The VK5JST Aerial Analyser is an excellent kit project to add to the antenna building support collection. This device runs a bit under $150 for a kit of parts. W5BIG has an article in November 2006 QST, An Antenna Impedance Meter for the High Frequency Band (W5BIG site link) that describes another approach. It is interesting comparing and contrasting. W5BIG sells his item for about twice (and up) the price of the VK5JST.

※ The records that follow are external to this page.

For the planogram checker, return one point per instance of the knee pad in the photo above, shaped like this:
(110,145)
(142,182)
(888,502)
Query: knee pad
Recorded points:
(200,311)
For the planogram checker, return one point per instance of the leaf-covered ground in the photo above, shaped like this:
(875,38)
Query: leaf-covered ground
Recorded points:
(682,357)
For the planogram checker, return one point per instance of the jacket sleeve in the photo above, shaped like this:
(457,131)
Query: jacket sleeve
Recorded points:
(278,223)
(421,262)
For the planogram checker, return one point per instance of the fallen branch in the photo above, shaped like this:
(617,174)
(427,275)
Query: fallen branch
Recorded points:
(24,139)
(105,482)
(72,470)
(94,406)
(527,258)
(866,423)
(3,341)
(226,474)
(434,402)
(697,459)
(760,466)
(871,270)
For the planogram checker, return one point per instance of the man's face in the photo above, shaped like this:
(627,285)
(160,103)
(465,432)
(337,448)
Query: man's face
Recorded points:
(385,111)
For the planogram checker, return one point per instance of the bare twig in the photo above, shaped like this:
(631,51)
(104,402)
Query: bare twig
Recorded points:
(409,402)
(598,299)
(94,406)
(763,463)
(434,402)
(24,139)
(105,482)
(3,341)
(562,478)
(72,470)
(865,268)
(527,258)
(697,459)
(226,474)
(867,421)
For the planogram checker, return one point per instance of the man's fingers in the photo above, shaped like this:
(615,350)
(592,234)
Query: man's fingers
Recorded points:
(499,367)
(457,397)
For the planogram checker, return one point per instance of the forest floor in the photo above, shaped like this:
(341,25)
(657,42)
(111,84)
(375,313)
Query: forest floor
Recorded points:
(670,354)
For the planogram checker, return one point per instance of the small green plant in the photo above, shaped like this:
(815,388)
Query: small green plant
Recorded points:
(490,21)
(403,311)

Both use a bridge to determine voltage across the load and current through it at a given frequency. The VK5 uses an analog oscillator with a bridge that provides rectified and filtered voltages for the 8 bit ADC in a Picaxe microcontroller that then handles all the arithmetic and display functions. The W5 device use DDS (direct digital synthesized) signals for the oscillator and mixes two of them so the load measures are down converted to 1 kHz signals fed to a 12 bit ADC (except his commercial offering for hams only use 8 or 10). The microcontroller feeds off both the voltage and current amplitude and phase measures to a PC to do the number crunching and display management. The RigExpert line includes a display.
The VK5 uses a 28 pin Pic microcontroller while the W5 RigExpert uses a 64 pin Amtel with a lot of support circuitry. Both have 8/10 bit ADC and are very similar in terms of capabilities. The Amtel has a lot more internal memory for programming and this shows in the W5 device capabilities.
The use of DDS rather than analog oscillator and a graphic LCD rather than a 2×16 character display means the W5 can scan frequency ranges and create graphs of SWR versus frequency or whatnot.
The VK5 is much simpler at least as far as basic functions and software go. That gives it an edge in terms of learning and potential for modification, especially when compared and contrasted to other approaches such as that W5BIG describes.